Friends and family members, we come to you again to feel of your strength, love, and faith during this tremendous trial of faith.  We would invite any of you who feel inclined, to participate in a special day of fasting and prayer tomorrow as Abigail is in the hands of these fine surgeons and in the Hands of the Supreme Surgeon.  {read more about the purpose of fasting here and here} We as a family have experienced many miracles over the past few years, and know that another one can be expected through the great mercy of our Savior Jesus Christ.

In order that I gain a better understanding of Abigail's heart defects and the procedure which Abigail will be undergoing tomorrow, Jani graciously took time to type up a summary of them for me:

"Abigail has many heart defects. Here are the main ones.

L Transposition- heart is backwards
Hypoplastic Left Ventricle- left ventricle is underdeveloped
Tricuspid Atresia- No or underdeveloped tricuspid valve
Pulmonary Atresia-No or underdeveloped pulmonary valve
Dextercardia-the heart is on the wrong side of the body

So the surgery that Abigail is undergoing is the 2nd step to a three surgery process. I am going to write down all three surgeries since that is how it is talked about in the book. Everything is going to be a little different for Abigail since her heart is not only on the wrong side, but is backwards. This explanation listed below isn’t EXACTLY what they are doing, but close to it.

Hypoplastic Left Heart Syndrome occurs in about 1% of all Congenital Heart Disease. 
The left ventricle (LV) is hypoplastic, meaning it is underdeveloped or not functioning. Essentially, the LV is not functional because the valves leading into and out of the LV, the mitral and aortic valves are severely stenosed (tight), or atretic, meaning impassable or not allowing any blood flow. In addition, the main route out of the ventricle, the aorta, is hypoplastic (THE AORTA FOR ABIGAIL IS FINE DUE TO HER’S COMING OUT OF HER RIGHT VENTRICLE, A TRUE MIRACLE). 

Within days or hours after a definitive diagnosis is formed, the baby will go for the first surgery, called a Norwood procedure (THIS WAS DONE WHEN ABIGAIL WAS 4 DAYS OLD). The pulmonary artery is separated from the heart and connected to the small aorta.

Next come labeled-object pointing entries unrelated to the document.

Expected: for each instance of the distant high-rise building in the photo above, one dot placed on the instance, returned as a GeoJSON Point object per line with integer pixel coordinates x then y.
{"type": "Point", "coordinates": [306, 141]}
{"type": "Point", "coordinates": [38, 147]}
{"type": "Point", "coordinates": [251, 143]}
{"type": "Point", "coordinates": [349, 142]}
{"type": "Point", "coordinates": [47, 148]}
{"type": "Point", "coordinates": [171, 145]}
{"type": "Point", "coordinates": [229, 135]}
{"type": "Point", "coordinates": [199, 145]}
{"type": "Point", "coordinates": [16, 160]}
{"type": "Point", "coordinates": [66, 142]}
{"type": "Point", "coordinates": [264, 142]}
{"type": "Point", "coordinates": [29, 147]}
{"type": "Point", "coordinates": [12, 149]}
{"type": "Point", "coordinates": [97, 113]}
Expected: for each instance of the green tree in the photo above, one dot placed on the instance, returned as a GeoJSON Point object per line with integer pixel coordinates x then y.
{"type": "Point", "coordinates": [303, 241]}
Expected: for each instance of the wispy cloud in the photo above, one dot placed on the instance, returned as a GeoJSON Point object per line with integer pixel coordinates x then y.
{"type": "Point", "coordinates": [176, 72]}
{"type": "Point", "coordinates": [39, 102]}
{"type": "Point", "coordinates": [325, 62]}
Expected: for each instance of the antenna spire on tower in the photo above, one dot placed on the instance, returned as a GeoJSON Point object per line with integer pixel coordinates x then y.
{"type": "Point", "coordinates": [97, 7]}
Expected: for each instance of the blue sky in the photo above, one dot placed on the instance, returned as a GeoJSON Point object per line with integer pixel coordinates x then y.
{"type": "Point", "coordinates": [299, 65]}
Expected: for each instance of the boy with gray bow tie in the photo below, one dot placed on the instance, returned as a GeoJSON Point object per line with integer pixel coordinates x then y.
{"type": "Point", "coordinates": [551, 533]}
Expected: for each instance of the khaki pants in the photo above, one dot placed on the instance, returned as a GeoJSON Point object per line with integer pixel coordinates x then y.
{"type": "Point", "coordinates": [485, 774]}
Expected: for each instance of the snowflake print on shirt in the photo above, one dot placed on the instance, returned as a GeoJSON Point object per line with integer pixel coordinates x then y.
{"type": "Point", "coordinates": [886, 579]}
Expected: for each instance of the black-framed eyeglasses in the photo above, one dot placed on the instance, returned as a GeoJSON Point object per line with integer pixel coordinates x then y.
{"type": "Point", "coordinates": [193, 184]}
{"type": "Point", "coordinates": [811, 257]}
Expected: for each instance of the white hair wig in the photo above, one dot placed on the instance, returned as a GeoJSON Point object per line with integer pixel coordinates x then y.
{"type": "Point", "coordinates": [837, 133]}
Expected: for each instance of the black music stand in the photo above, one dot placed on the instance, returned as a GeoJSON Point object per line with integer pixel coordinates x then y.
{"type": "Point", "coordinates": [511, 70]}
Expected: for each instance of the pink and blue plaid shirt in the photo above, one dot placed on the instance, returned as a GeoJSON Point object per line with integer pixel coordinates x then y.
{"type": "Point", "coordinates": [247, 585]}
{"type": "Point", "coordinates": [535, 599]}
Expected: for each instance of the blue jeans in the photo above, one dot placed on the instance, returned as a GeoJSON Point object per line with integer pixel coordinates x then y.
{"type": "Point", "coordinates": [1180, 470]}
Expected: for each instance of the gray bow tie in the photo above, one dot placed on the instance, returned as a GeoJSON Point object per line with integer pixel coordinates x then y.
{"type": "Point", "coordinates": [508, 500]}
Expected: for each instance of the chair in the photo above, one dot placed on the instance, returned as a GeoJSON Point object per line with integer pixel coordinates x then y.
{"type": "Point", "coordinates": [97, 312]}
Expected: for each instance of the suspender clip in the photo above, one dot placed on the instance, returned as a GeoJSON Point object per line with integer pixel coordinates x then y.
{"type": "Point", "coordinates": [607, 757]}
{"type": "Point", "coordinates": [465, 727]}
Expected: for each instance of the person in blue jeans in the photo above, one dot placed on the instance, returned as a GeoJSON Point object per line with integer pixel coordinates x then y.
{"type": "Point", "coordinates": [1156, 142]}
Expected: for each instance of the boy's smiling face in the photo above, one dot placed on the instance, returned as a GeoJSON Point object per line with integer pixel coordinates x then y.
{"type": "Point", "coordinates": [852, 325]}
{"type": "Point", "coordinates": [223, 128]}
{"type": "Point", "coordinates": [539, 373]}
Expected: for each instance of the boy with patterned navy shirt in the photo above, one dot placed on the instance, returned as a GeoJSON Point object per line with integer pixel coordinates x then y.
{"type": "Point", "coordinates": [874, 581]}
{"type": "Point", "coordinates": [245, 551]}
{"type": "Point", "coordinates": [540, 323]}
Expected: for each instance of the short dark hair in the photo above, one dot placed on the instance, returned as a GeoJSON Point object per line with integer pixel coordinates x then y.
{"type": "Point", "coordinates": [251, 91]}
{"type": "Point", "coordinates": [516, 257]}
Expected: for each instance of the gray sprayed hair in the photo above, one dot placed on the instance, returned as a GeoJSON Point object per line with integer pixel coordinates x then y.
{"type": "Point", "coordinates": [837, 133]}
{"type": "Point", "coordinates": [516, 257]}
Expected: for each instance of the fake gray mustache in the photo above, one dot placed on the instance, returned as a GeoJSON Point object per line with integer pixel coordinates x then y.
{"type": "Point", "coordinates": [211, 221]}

This enlarges the aorta and allows boh oxygenated and deoxygenated blood to get to the body via the open pulmonary vavle. Additionally, a modified Blalock-Taussig shunt is placed. This Gore-Tex tube is placed between the subclavian artery, the artery that runs under the collar bone, and the pulmonary artery to allow blood flow from the baby’s upper body directly to the lungs, bypassing the heart altogether. From the lungs, blood flows to the heart to be pumped out to the body, carrying oxygen. This allows the baby to grow out of infancy with more oxygenated blood reaching the body. The blood flow through the pulmonary circulation allows the pulmonary arteries to grow better, in preparation for the next surgery, which will be at five to eight months of age (FOR ABIGAIL, 3 MONTHS OF AGE).   

At this time, the Glenn procedure is performed. The Glenn procedure connects the superior vena cava (SVC) to the pulmonary artery, after the BT shunt is separated. This allows even more blood flow through the pulmonary arteries to the lungs. It also serves as a basis for the final surgery, the Fontan procedure. The Fontan procedure takes the blood through the inferior vena cava (IVC), directly to the pulmonary arteries with the SVC blood. All the blood then goes to the lungs for oxygenation before going to the heart for pumping to the body.

This paragraph was taken from a book called “It’s My Heart.” It was given to us at the Hospital."

As I read this paragraph and think about all of the repairs and reroutes that are required to fix little Abigail's heart and body, I am again in awe of the miracle of this body that you and I have, a gift from a loving and omnipotent God.  The intricacies of its functions and the marvel that so many of us are born healthy is incredible.  I also know that every one of us are not whole in so many regards and that the power of the Healer of our hearts and souls can mend all that is broken.  The greatest miracle of all.